One of golf's major bugaboos is slow play. It has been my experience over half a century that much of this is due to players teeing off from blocks where they cannot meet the demands of long carries, or they slice or hook into the puckerbrush. This results in lengthy searches for errant balls, frequently longer than the permissible five-minute limit.

As I have gotten older, I recognized that I could not longer play from the traditional white tees. Many courses offer little compensation other than the "ladies tees," having only two areas to hit from. At Bear Mountain, my home course above Lake Chelan (Wash.), there are five tee boxes ranging from black at the tips to red, the furthest forward.

A few years ago at Banks Lake Golf Course in the Grand Coulee, I was addressing the ball at the red tee when a cart drove up and one of the occupants rudely and accusingly shouted, "Hey! You're on the women's tee."
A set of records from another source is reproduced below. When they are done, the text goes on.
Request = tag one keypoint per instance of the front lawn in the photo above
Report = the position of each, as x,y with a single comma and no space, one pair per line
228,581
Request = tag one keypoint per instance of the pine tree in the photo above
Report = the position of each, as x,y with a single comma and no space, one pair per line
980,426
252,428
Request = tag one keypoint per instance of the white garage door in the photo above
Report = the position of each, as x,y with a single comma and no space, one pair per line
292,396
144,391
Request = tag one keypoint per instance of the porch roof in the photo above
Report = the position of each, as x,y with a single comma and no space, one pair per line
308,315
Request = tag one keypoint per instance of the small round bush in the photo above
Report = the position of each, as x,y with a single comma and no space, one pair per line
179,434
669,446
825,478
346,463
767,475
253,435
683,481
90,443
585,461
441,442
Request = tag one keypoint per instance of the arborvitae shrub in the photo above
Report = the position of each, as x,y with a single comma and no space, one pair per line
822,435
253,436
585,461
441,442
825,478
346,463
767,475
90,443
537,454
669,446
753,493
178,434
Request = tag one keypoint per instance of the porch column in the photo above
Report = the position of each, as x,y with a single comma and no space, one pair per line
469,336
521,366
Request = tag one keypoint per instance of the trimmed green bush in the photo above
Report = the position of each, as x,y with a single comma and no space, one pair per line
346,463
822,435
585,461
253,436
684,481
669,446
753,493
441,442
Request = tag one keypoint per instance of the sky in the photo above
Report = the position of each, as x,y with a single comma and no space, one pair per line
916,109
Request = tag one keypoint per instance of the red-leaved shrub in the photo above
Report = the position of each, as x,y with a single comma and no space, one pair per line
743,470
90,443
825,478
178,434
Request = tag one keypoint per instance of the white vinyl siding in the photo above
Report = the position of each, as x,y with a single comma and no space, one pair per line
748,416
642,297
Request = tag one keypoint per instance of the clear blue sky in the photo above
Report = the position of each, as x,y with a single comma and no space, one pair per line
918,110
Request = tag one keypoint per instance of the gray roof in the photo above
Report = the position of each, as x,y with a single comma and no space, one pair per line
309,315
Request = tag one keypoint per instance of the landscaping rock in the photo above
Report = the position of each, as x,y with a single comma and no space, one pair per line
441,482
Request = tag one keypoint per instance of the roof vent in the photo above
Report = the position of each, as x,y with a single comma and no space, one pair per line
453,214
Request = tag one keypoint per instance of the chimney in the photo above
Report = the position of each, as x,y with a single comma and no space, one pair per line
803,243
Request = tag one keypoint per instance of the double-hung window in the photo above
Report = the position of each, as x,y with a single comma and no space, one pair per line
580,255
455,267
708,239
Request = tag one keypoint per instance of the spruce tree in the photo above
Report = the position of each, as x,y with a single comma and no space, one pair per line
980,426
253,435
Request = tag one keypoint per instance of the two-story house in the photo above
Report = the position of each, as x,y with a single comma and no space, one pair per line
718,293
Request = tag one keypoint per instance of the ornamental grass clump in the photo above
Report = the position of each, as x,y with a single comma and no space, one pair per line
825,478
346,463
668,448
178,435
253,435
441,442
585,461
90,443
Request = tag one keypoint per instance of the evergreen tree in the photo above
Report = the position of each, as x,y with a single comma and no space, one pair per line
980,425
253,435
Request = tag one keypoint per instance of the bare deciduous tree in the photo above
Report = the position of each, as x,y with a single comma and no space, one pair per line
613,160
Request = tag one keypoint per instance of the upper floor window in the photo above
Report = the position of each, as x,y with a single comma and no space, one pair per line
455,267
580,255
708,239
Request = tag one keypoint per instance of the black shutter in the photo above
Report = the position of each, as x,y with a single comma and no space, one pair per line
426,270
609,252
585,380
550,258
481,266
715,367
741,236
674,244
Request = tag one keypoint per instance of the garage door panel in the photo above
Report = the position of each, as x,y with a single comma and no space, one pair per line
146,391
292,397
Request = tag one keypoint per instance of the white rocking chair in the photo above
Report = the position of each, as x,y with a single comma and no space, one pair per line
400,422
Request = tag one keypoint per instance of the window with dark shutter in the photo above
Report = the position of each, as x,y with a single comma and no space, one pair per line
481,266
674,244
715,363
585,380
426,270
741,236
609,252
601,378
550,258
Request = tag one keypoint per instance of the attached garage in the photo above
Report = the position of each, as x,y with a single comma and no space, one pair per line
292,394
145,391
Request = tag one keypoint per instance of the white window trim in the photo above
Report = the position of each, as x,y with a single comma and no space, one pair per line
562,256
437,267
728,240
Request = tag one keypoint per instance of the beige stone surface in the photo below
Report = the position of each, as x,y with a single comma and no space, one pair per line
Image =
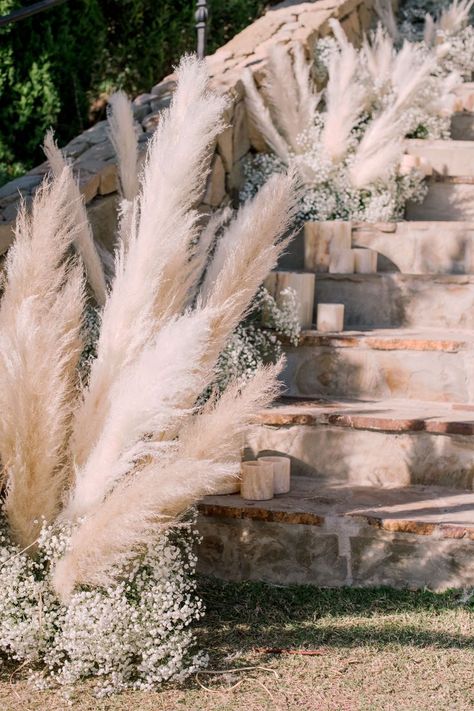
420,247
215,191
333,536
394,300
420,364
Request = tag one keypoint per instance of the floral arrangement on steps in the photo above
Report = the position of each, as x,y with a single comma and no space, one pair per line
346,141
442,24
99,478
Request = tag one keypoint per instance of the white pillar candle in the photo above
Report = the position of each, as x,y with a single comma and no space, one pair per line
426,167
257,481
365,261
330,317
323,238
342,262
281,472
303,284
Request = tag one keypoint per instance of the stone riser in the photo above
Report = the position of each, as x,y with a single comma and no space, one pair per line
343,456
331,537
339,553
452,158
445,201
360,372
400,301
409,247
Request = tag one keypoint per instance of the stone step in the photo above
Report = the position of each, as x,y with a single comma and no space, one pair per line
413,537
421,364
400,300
449,158
419,247
462,126
370,443
449,198
410,247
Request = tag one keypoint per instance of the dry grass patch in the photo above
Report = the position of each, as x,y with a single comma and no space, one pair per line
380,650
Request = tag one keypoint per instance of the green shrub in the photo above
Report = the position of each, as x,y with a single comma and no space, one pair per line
54,65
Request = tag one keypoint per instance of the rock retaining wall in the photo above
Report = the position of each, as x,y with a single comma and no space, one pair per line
92,153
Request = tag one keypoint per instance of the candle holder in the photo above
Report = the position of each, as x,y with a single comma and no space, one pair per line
365,261
257,481
330,318
281,472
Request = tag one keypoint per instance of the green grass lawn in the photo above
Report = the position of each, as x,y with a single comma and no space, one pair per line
379,650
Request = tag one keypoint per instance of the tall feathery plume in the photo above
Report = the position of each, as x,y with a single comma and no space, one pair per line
308,98
384,11
281,91
379,150
84,240
124,139
259,116
158,495
152,279
454,18
345,101
123,136
147,399
40,322
379,56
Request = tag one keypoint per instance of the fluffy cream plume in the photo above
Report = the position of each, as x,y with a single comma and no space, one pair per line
384,11
345,100
40,321
379,150
248,250
455,17
152,279
259,115
125,142
409,75
308,99
84,241
148,399
379,55
157,496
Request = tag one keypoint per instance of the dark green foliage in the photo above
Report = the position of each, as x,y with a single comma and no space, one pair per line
54,66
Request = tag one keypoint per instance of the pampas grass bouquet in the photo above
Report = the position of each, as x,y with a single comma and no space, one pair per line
101,471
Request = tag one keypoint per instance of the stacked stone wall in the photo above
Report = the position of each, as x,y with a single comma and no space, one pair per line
92,154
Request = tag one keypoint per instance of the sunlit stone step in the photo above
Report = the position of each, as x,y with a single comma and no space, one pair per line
400,300
449,198
331,536
371,443
446,157
410,247
421,364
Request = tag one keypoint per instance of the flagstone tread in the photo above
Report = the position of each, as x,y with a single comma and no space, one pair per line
423,339
420,510
379,416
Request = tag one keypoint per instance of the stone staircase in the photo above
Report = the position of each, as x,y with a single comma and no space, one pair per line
379,419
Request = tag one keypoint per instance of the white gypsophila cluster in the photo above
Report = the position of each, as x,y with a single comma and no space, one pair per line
90,336
458,52
328,192
133,635
258,340
428,112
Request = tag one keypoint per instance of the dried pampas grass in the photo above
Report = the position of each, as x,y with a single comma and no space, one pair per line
40,322
134,449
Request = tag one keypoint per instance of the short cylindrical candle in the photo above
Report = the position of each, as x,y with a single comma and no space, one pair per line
365,261
281,472
342,262
257,481
330,317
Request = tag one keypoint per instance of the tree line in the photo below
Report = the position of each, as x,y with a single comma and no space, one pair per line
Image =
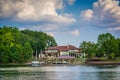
107,47
19,46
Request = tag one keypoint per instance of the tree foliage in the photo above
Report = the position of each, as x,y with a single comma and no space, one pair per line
18,46
107,46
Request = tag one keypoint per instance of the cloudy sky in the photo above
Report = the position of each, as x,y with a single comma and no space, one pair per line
68,21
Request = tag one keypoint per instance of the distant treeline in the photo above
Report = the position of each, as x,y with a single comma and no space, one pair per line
18,46
107,47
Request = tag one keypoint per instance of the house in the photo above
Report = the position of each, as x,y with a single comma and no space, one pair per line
60,51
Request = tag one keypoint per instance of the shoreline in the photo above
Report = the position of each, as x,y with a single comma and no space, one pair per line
102,63
82,63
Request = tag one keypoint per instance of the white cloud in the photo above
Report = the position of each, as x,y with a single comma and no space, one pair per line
35,10
105,13
45,27
86,15
50,33
75,32
70,2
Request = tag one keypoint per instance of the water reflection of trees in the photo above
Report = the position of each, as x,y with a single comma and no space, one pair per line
108,75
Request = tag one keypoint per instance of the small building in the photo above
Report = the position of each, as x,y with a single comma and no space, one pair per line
59,51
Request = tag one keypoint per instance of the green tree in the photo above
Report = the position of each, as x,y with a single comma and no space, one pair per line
107,44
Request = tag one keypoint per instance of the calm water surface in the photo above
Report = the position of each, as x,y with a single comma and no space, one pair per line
79,72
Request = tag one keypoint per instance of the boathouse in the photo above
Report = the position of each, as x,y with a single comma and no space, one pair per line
68,51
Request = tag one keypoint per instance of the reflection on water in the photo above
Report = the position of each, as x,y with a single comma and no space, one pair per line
80,72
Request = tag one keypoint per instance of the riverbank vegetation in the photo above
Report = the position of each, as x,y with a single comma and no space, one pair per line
106,48
18,46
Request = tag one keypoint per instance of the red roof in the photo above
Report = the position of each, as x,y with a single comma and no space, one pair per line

In the '90s, a cadre of Golf Writers Association of America members campaigned to eliminate the gender factor from tees. Of course it carried a stigma; every male golfer is familiar with the fly-open penalty for failing to reach the ladies' tee with his drive. The writers' solution was to simply change the name to forward tee. I am not a paragon of political correctness, but the practical aspects convinced me.
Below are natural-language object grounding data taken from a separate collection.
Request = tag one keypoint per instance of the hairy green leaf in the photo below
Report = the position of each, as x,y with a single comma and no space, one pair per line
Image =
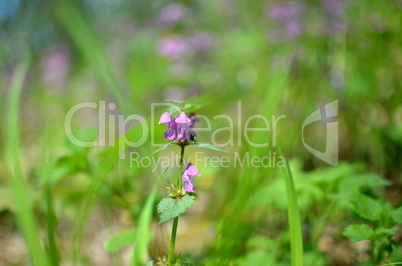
382,233
367,208
169,208
397,215
204,145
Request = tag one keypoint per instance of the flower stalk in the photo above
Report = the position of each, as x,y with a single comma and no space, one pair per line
176,220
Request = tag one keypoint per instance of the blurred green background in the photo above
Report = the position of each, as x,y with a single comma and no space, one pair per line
291,57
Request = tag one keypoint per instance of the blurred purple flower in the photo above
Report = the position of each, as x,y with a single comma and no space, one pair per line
173,47
285,12
288,20
336,16
201,41
171,14
188,177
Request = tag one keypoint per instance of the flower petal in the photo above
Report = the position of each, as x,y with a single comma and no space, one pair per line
165,118
182,119
192,171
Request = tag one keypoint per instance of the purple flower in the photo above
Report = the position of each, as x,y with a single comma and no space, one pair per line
194,120
201,41
179,127
183,123
165,118
173,47
285,12
336,16
188,177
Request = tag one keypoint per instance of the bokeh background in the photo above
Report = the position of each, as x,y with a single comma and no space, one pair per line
276,57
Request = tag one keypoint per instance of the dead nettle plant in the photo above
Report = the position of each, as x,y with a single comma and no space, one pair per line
180,123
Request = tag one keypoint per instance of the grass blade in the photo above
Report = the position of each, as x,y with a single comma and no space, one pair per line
24,212
296,239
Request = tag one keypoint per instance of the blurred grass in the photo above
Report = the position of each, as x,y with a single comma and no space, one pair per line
21,190
245,209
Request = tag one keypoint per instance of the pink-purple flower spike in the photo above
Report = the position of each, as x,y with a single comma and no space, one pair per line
188,177
179,127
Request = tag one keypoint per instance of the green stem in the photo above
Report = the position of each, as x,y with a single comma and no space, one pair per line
180,181
172,240
176,220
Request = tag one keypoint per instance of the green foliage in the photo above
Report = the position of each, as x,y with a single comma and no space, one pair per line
381,232
358,232
397,215
296,237
20,189
204,145
170,208
120,240
367,207
143,230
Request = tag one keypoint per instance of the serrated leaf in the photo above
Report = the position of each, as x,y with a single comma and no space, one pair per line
397,215
382,233
205,145
161,149
367,208
169,208
122,239
358,232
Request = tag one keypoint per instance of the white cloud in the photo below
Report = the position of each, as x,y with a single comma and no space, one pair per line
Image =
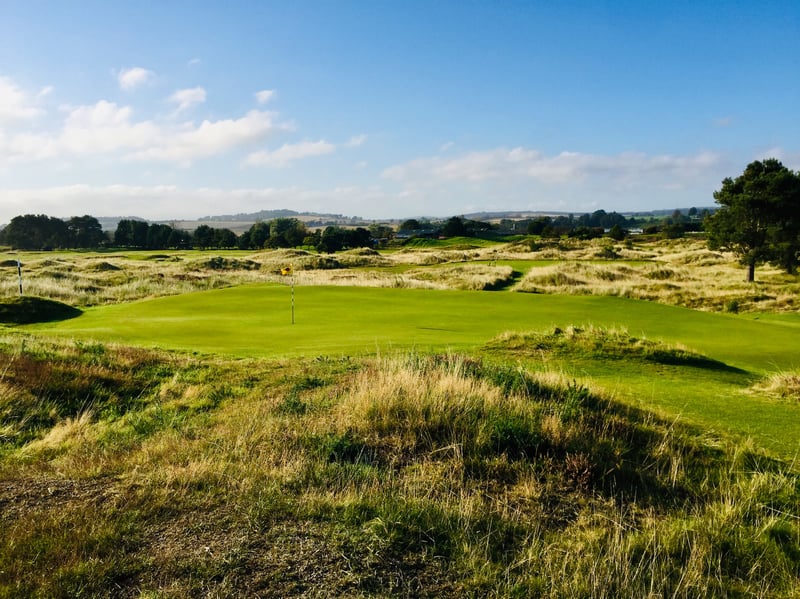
14,103
790,160
210,138
134,77
186,98
265,95
289,153
162,202
356,141
566,167
105,129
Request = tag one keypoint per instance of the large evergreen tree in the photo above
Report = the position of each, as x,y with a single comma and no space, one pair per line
759,216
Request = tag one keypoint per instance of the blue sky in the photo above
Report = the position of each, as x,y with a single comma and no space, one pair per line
176,110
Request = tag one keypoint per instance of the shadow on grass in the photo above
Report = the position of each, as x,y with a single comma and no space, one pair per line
505,283
30,310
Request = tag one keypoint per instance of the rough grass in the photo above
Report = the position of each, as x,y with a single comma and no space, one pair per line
782,385
678,272
602,343
28,310
406,475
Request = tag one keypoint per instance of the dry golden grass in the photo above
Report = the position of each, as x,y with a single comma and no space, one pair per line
680,272
782,385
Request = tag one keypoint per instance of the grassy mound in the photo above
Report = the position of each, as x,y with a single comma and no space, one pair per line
29,310
602,343
412,475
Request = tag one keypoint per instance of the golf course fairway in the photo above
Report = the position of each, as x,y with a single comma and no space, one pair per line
256,320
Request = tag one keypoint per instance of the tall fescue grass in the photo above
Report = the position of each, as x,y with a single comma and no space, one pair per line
680,272
408,475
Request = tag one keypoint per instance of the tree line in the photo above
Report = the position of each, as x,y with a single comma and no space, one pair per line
758,219
42,232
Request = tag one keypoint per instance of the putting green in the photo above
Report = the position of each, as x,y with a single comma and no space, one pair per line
256,321
253,321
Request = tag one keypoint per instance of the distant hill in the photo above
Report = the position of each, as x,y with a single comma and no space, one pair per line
271,214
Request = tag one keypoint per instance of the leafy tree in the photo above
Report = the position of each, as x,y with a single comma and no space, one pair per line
179,239
158,236
412,224
37,232
86,232
759,216
131,233
617,233
258,234
224,238
203,237
454,227
332,239
286,232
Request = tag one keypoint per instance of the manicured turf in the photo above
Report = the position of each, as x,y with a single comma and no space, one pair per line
256,321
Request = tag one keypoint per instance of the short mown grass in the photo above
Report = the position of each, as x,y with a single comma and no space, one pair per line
404,475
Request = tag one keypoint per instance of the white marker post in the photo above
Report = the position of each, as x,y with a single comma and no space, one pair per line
289,271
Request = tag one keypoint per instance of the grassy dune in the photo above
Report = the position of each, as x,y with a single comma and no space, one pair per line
412,475
409,435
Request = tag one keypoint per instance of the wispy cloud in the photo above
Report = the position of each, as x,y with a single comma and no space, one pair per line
172,201
566,167
356,141
109,130
14,102
265,95
134,77
186,98
289,153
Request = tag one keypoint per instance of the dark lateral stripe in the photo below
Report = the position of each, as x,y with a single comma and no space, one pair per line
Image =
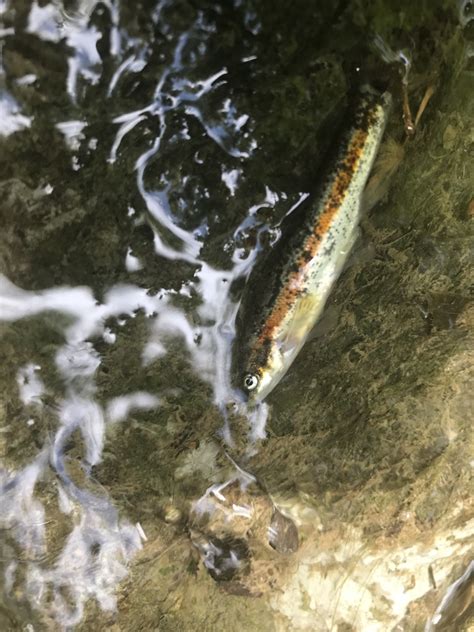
334,199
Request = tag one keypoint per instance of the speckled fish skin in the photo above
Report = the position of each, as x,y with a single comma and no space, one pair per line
287,290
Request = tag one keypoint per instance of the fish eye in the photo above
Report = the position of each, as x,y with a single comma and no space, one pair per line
250,381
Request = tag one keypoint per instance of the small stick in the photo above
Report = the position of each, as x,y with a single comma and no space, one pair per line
407,117
424,102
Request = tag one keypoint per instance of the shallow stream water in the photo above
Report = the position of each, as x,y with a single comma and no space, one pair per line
149,151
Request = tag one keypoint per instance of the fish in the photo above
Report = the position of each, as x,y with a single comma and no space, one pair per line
288,287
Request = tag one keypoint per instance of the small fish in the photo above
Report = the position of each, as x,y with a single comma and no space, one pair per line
286,292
Having gained 14 strokes on my handicap and half as much around my waist, I took a lesson from Bear Mountain's head pro Von Smith. His first admonition was that I was in my 70s and my body was not what it was when I carried a 17 handicap years before. He suggested moving up to a forward tee. The bronze tees are between the whites and the reds, and while my scores did not diminish much, I discovered that I was enjoying the game much more, even as my pockets were weekly drained of the quarters-per-hole losses to my companions.

This year I moved up to the red, most-forward tees. Suddenly, for the first time in years, I was capable of hitting greens in regulation. It changed the game markedly. Even though I still have at least one double-digit hole per round, the quarters have been flowing back to me from whence they had previously come - my retirement fund.
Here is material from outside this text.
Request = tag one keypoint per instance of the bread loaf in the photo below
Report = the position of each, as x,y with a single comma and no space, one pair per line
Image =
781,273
Last week while driving to the course, one of my companions who carries a 16 handicap and plays from the whites commented that the betting meant nothing to him, he was playing his own game. That makes sense. But after the round, as the dollars and coins flowed across the table in my direction for the third week in a row, he gently groused that it was not fair to have to give me 14 strokes when I was playing a 1,000-yard shorter course than he.

I offered that I would no longer participate in the money games, because I agreed with the unfairness. He countered with the idea that I play to a 10-point lower handicap. I don't think so.

Desert Canyon, another favorite course, has wisely succumbed to male requests to change the color of the most-forward tees to gold. They had previously been designated as the "lilac" tees.

That very name was enough to discourage any guy.

Bob Spiwak took up golf in 1953 as a respite from the rigors of selling bibles door-to-door in North Dakota. Though suffering a four-year lapse, he's back to being a fanatical golfer. Now a contributing editor for Cybergolf, Spiwak has written articles for almost every golf magazine in the Western world. Bob's most treasured golf antiquity is a nod he got from Gerald Ford at the 1990 Golf Summit. Spiwak lives in Mazama, Wash., with his wife and several pets next to his fabled ultra-private Whispering Rattlesnakes Golf & Flubbers Club.